Published on Written by Posted in Advocacy and policy
Photo Credit: The Nite Tripper via Flickr Creative Commons
Photo Credit: The Nite Tripper via Flickr Creative Commons

There’s something happening in those dry Southwestern mountains. It seems to be billowing outward from the ponderosa pines, carried by the roadrunner into the fields of Indian paintbrush and down into the mighty Colorado River. Thanks to the prolific outreach efforts of USGBC’s green building community, the benefits of healthy, efficient and low-impact buildings are on the mind, and lawmakers are taking action.

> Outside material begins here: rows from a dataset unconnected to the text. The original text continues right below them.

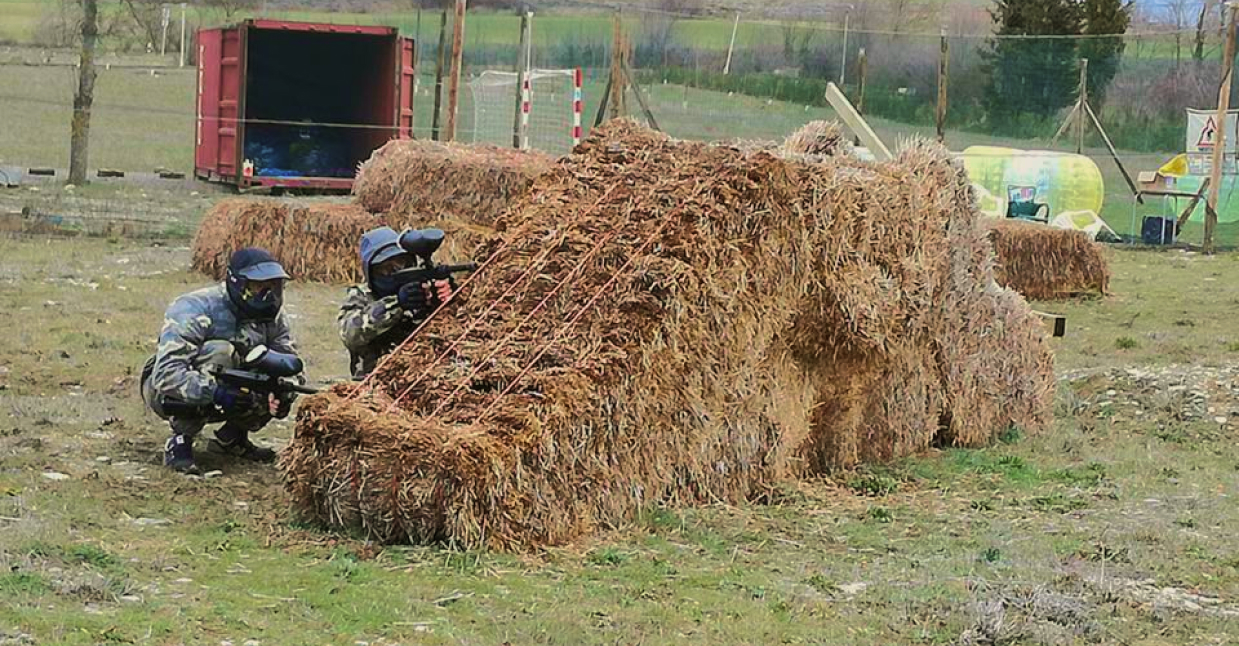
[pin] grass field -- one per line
(1118, 526)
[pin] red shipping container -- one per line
(299, 104)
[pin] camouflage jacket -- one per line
(197, 318)
(371, 327)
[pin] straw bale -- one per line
(818, 138)
(314, 241)
(679, 323)
(1046, 263)
(420, 179)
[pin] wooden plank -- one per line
(858, 124)
(1097, 123)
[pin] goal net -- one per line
(551, 106)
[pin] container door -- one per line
(206, 144)
(231, 72)
(408, 87)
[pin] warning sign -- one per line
(1202, 132)
(1207, 133)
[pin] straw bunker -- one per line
(667, 321)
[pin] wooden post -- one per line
(1219, 137)
(731, 46)
(864, 76)
(616, 67)
(454, 79)
(641, 98)
(79, 129)
(522, 75)
(1079, 117)
(943, 60)
(439, 75)
(856, 123)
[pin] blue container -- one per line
(1157, 230)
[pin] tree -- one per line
(1105, 21)
(1198, 51)
(1031, 76)
(83, 98)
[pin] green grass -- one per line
(897, 554)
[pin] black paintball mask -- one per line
(255, 284)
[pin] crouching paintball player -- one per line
(226, 353)
(403, 287)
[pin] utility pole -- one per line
(165, 17)
(454, 81)
(617, 79)
(1081, 120)
(79, 130)
(523, 81)
(731, 46)
(1219, 137)
(439, 76)
(843, 66)
(943, 62)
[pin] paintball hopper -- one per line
(268, 361)
(421, 243)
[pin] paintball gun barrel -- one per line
(264, 372)
(423, 244)
(268, 372)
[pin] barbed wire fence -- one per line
(720, 77)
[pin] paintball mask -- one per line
(255, 283)
(379, 246)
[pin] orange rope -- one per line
(538, 308)
(493, 304)
(580, 313)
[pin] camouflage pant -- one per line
(214, 355)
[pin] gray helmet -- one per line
(378, 246)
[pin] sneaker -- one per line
(179, 455)
(236, 443)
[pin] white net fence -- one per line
(550, 108)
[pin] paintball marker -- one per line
(423, 244)
(267, 372)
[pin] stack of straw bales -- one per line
(407, 184)
(1046, 263)
(669, 321)
(314, 241)
(420, 179)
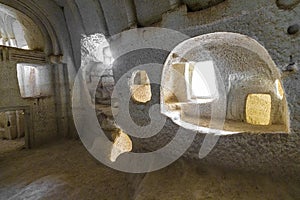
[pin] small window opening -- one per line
(279, 90)
(201, 80)
(258, 109)
(140, 87)
(35, 81)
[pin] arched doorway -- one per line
(198, 68)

Here's some recent highlights from 2013:

  • New Mexico: On April 1, New Mexico Gov. Susana Martinez signed SB 14, an extension to the state’s successful Sustainable Building Tax Credit (SBTC). Thanks to strong community advocacy efforts, including that of USGBC-New Mexico, the renewed SBTC creates an additional $12 million opportunity for single-family residential green construction and $3 million in commercial and multifamily opportunities spread out over the next three years. Just last week, the state Board of Finance heard from advocates about the powerful benefits of green public buildings.
  • Nevada: Gov. Brian Sandoval signed Assemblyman David Bobzien’s AB33 into law last month, reviving the tax incentive for LEED-certified buildings and expanding its scope to investments in improving existing buildings. Greater reward is offered for greater cuts in energy use. State Assembly Speaker Marilyn Kirkpatrick and Sen. Kelvin Atkinson deserve special recognition for their initiative to carry the bill through the Legislature. USGBC Nevada’s leadership in the newly formed Nevada Sustainable Energy Coalition, a new business-backed coalition with a bold sustainability agenda, was also critical to the passage of the bill.

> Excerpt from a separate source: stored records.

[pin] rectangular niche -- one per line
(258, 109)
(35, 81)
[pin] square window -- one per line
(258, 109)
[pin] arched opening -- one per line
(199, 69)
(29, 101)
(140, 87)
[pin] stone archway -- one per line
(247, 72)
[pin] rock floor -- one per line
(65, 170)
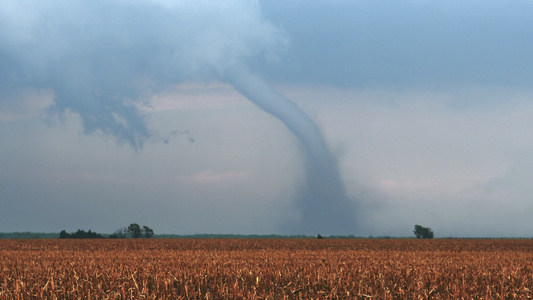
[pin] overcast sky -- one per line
(117, 112)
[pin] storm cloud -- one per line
(422, 112)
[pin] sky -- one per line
(267, 117)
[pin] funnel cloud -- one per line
(322, 201)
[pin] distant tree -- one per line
(147, 232)
(64, 235)
(422, 232)
(135, 230)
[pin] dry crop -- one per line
(266, 269)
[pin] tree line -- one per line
(134, 230)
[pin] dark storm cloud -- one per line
(100, 58)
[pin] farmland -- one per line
(266, 269)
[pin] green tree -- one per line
(147, 232)
(422, 232)
(64, 235)
(135, 230)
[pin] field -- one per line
(266, 269)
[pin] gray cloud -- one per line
(101, 58)
(361, 43)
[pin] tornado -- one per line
(322, 202)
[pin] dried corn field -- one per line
(266, 269)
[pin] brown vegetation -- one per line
(266, 269)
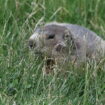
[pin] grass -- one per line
(21, 79)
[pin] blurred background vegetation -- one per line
(21, 78)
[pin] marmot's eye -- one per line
(50, 36)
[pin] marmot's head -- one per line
(50, 40)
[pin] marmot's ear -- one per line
(39, 25)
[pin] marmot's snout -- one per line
(32, 43)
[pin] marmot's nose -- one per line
(32, 43)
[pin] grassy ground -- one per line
(21, 78)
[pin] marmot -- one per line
(67, 42)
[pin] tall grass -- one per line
(21, 78)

  • Arizona: The Arizona state Senate celebrated Earth Day this year by issuing a proclamation encouraging Arizona schools to participate in the 2013 Green Apple Day of Service, “as an action to engage their communities in our shared goal of ensuring healthy, safe and efficient places for all of our students to learn.” Also, state Rep. Frank Pratt’s HB 2009, signed last month, offers tax relief to LEED-certified datacenters that move into substantially vacant buildings.
  • Utah: Rep. Jim Matheson (R-Utah), the founder and chair of the Congressional Green Schools Caucus, was busy promoting healthy, high-performing schools to his colleagues here in Washington this spring. During Earth Week, the congressman hosted an event at the U.S. Capitol to celebrate the release of the Princeton Review’s 2013 Guide to Green Colleges, and in June he led a conversation during our 2013 Green Schools State Legislative Summit about the importance of our movement.  One of the participants in that discussion was Utah state Rep. Mark Wheatley, champion of last year’s UT HJR1, which encourages new school construction and major renovation projects to be healthy and energy-efficient.

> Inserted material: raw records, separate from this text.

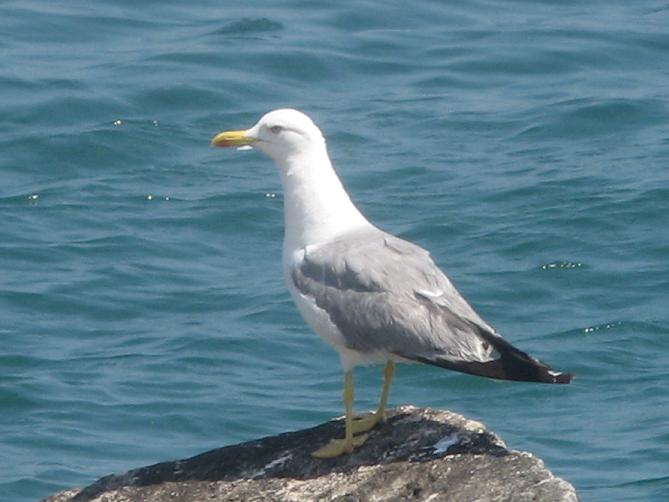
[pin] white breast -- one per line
(319, 320)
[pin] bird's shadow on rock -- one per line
(407, 435)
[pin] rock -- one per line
(416, 454)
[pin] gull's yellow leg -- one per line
(367, 423)
(338, 446)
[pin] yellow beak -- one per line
(232, 138)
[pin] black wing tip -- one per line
(519, 370)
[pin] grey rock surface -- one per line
(416, 454)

  • Colorado: Last month, Colorado Gov. John Hickenlooper signed SB 279 into law, a bill that aims to increase energy resource efficiency in public schools. State Sen. Andy Kerr worked closely with USGBC-Colorado for a few years to lay the groundwork for the passage of this bill. The state also authorized the use of graywater, improved options for commercial Property Assessed Clean Energy (PACE) financing, established an energy saving mortgage program, and upped commitments in state buildings to monitor and ensure building energy performance. More information is available here.

Market activity reports for USGBC’s Western region are coming soon. How are you working with your elected leaders to foster growth and opportunity for healthy, high-performance buildings?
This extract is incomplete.